In Conversation with Larry Gottheim.

By Posted in - News on May 19th, 2017

Screen Studies at Drama and the Granada Centre for Visual Anthropology are happy to host one of the leading avant-garde experimental filmmakers – Larry Gottheim.

Born in 1936, Larry taught himself 16mm filmmaking in the 1960s. From his late-1960s series of sublime ‘singleshot’ films to the dense sound/image constructs of the mid-1970s and after, his cinema is the cinema of presence, of observation, and of deep conscious engagement.

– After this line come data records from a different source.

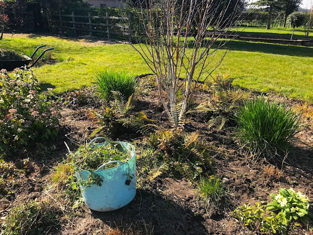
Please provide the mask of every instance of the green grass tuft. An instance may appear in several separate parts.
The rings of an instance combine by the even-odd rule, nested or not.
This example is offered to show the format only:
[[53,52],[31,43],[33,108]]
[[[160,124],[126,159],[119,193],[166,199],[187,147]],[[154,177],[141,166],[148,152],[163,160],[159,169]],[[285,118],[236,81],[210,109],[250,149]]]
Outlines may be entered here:
[[113,91],[120,92],[127,99],[136,91],[136,78],[134,74],[126,71],[108,70],[98,72],[95,80],[98,91],[105,99],[110,99]]
[[300,117],[285,104],[270,104],[262,97],[239,108],[235,117],[237,137],[255,156],[279,154],[287,150],[288,141],[300,131]]
[[201,178],[196,191],[206,207],[217,208],[222,204],[226,206],[232,196],[220,178],[215,175],[209,178]]

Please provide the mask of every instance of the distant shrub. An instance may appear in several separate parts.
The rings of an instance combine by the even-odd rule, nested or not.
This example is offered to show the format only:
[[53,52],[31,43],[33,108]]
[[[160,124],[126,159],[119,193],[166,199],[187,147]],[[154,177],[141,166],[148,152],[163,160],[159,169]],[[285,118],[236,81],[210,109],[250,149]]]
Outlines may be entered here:
[[239,108],[234,119],[241,144],[257,156],[285,151],[288,141],[300,131],[300,118],[285,108],[283,104],[270,104],[263,97]]
[[136,76],[125,71],[100,72],[95,80],[99,93],[107,100],[112,98],[112,91],[120,92],[128,99],[135,92],[137,86]]
[[30,70],[13,74],[11,78],[5,70],[0,73],[0,154],[53,139],[59,126],[51,92],[40,92],[40,82]]
[[56,223],[55,210],[47,202],[34,201],[13,207],[4,220],[1,234],[44,234]]

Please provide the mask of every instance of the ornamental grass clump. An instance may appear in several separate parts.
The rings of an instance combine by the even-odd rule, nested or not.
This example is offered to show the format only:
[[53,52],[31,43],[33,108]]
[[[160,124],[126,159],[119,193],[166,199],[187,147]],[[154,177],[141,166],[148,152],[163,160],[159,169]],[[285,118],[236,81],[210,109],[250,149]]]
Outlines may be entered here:
[[236,137],[257,157],[254,160],[262,154],[270,158],[287,150],[288,142],[300,131],[300,117],[283,104],[270,104],[261,97],[239,109],[234,117]]
[[16,69],[9,76],[0,71],[0,155],[56,137],[60,116],[52,89],[40,90],[31,70]]
[[137,86],[136,76],[125,71],[98,72],[95,81],[99,94],[107,100],[113,98],[112,91],[120,92],[128,99],[135,92]]

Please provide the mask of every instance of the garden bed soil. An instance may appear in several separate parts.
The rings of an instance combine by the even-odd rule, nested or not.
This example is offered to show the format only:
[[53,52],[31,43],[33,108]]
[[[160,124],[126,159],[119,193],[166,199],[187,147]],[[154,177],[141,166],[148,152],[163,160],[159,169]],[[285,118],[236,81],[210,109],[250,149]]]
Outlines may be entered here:
[[[155,120],[155,124],[170,127],[158,98],[157,90],[155,88],[150,89],[149,92],[139,98],[134,112],[142,111],[148,118]],[[90,88],[85,91],[92,95]],[[40,197],[53,198],[53,195],[48,196],[44,192],[44,185],[51,180],[52,168],[65,157],[67,150],[64,142],[71,150],[74,151],[78,144],[85,143],[97,127],[95,120],[86,115],[88,108],[99,107],[99,106],[95,107],[96,98],[90,98],[83,103],[68,102],[65,105],[64,102],[68,95],[60,96],[60,104],[63,104],[63,109],[59,138],[53,144],[53,148],[50,145],[48,148],[47,154],[45,154],[44,149],[38,151],[36,150],[28,153],[33,167],[23,176],[24,181],[21,181],[16,192],[1,199],[0,216],[5,216],[10,208],[28,200]],[[271,100],[283,101],[289,107],[294,107],[302,102],[275,95],[268,97]],[[231,216],[231,212],[236,206],[244,203],[253,205],[258,201],[269,201],[269,194],[277,192],[281,188],[292,187],[313,201],[312,126],[311,123],[303,127],[297,136],[303,143],[295,142],[283,164],[278,165],[283,171],[283,177],[278,180],[265,175],[261,163],[253,164],[247,160],[245,153],[239,149],[232,137],[231,127],[220,131],[209,129],[202,114],[192,114],[187,118],[185,130],[199,130],[204,140],[218,148],[218,151],[213,156],[216,173],[229,180],[227,187],[233,192],[234,200],[225,208],[213,211],[206,209],[197,200],[194,188],[183,179],[161,175],[138,189],[134,200],[124,207],[100,212],[90,211],[84,206],[84,212],[81,216],[62,226],[59,224],[49,233],[63,235],[105,234],[116,226],[128,227],[135,225],[136,229],[143,231],[138,234],[143,235],[150,234],[145,232],[145,228],[153,230],[152,234],[156,235],[254,234],[255,233],[244,231]],[[140,135],[134,132],[132,135],[121,135],[114,140],[129,141],[139,138]],[[313,231],[307,228],[300,227],[289,234],[313,234]]]
[[0,61],[3,60],[25,60],[23,55],[14,51],[6,50],[0,48]]

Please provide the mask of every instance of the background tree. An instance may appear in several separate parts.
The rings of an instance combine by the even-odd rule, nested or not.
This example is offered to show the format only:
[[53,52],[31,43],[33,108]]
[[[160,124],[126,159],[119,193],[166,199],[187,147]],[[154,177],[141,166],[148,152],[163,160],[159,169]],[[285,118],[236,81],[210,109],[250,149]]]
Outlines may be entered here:
[[0,40],[3,37],[4,28],[8,23],[8,18],[5,14],[7,2],[4,0],[0,0]]
[[238,0],[228,10],[232,1],[144,0],[138,4],[138,34],[145,39],[132,46],[155,75],[159,96],[175,126],[183,124],[200,77],[207,78],[225,56],[214,59],[229,41],[219,39],[234,27],[241,13]]
[[292,27],[292,33],[291,34],[291,37],[290,40],[292,39],[292,36],[293,36],[294,31],[295,28],[296,27],[300,27],[304,22],[305,17],[304,14],[300,12],[295,12],[290,14],[288,16],[287,21]]
[[302,0],[285,0],[283,6],[284,11],[284,27],[286,27],[287,17],[294,11],[298,10]]
[[271,26],[272,13],[275,10],[281,10],[285,4],[285,0],[258,0],[251,3],[251,5],[259,7],[265,7],[269,10],[266,29],[269,29]]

While addressing genres of landscape, diary and assemblage filmmaking, Gottheim’s work properly stands alone in its intensive investigations of the paradoxes between direct, sensual experience in collision with complex structures of repetition, anticipation and memory.

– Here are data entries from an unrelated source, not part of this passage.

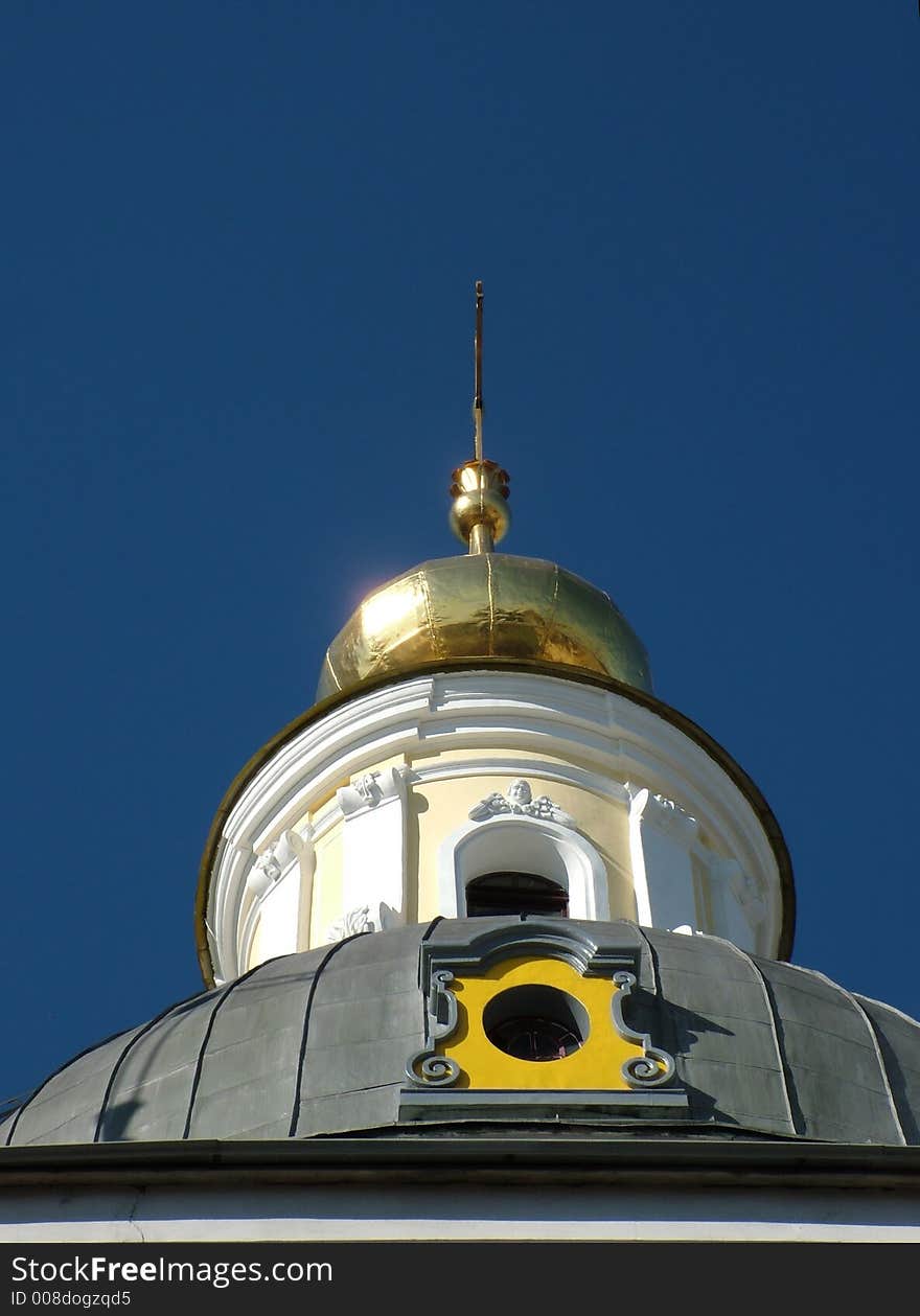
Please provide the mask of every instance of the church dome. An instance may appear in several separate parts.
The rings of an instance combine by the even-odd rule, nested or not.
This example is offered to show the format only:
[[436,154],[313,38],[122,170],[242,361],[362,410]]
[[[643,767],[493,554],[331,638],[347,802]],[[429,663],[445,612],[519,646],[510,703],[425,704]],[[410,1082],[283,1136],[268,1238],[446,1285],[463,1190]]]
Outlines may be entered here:
[[[450,1062],[425,1045],[457,1025],[442,1008],[450,1004],[445,984],[454,990],[454,1004],[466,990],[470,1033],[475,984],[495,983],[496,958],[499,969],[520,971],[521,957],[534,948],[533,966],[553,963],[569,975],[570,1032],[584,1015],[571,994],[588,1001],[604,978],[609,990],[629,984],[629,999],[613,1007],[620,1037],[640,1046],[652,1040],[654,1048],[624,1070],[632,1065],[633,1087],[641,1087],[653,1063],[667,1066],[649,1091],[615,1092],[608,1066],[596,1073],[599,1082],[562,1092],[558,1074],[573,1059],[567,1051],[558,1065],[555,1055],[536,1057],[550,1063],[530,1065],[529,1091],[486,1092],[496,1098],[491,1112],[466,1100],[483,1095],[475,1084],[466,1091],[457,1091],[462,1083],[444,1086],[451,1082],[444,1076]],[[626,962],[633,970],[624,974]],[[438,967],[444,963],[455,974]],[[437,1008],[420,987],[426,976],[436,984]],[[551,988],[519,986],[504,998],[515,992],[523,1001],[519,1015],[551,1015],[544,1004]],[[501,999],[494,995],[482,1017]],[[498,1020],[501,1036],[513,1032],[512,1015]],[[609,1015],[608,1008],[605,1017],[592,1016],[598,1032],[609,1026]],[[559,1036],[565,1024],[555,1020]],[[501,1061],[501,1037],[488,1036]],[[426,1073],[433,1090],[407,1098],[413,1073]],[[544,1094],[542,1108],[541,1084],[555,1088]],[[433,1115],[422,1117],[421,1098],[434,1099]],[[561,1115],[554,1100],[563,1101]],[[625,920],[504,916],[436,919],[262,963],[68,1061],[0,1121],[0,1144],[355,1132],[437,1138],[503,1120],[505,1133],[526,1132],[541,1119],[557,1132],[590,1126],[612,1137],[903,1145],[920,1144],[919,1116],[920,1024],[890,1005],[717,937]]]
[[422,562],[367,595],[326,650],[317,700],[434,663],[532,662],[652,691],[645,646],[603,590],[505,553]]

He will screen Chants and Dances for Hand (1991-2016) | 42min | Colour | Digital

There are scenes of Vodou ceremonies in which I participated, scenes filmed during an uprising, personal images (Hand is my son from a Haitian marriage) but this is far from a documentary. There are no sounds other than the sync sounds that accompany the images. The sections devoted to five ceremonies are separated by “Interludes” that introduce other material, some of it threaded throughout. This is a tightly wound network of sonic and visual connections, with secret passages between elements. Thoughts about the relationship between ceremonies and personal and political life can arise, and of spectatorship in and outside of cinema, video and dreams.

All welcome on Tuesday the 23rd of May 2017, from 6-8pm in the John Casken Lecture theatre, Martin Harris Building, University of Manchester Oxford road.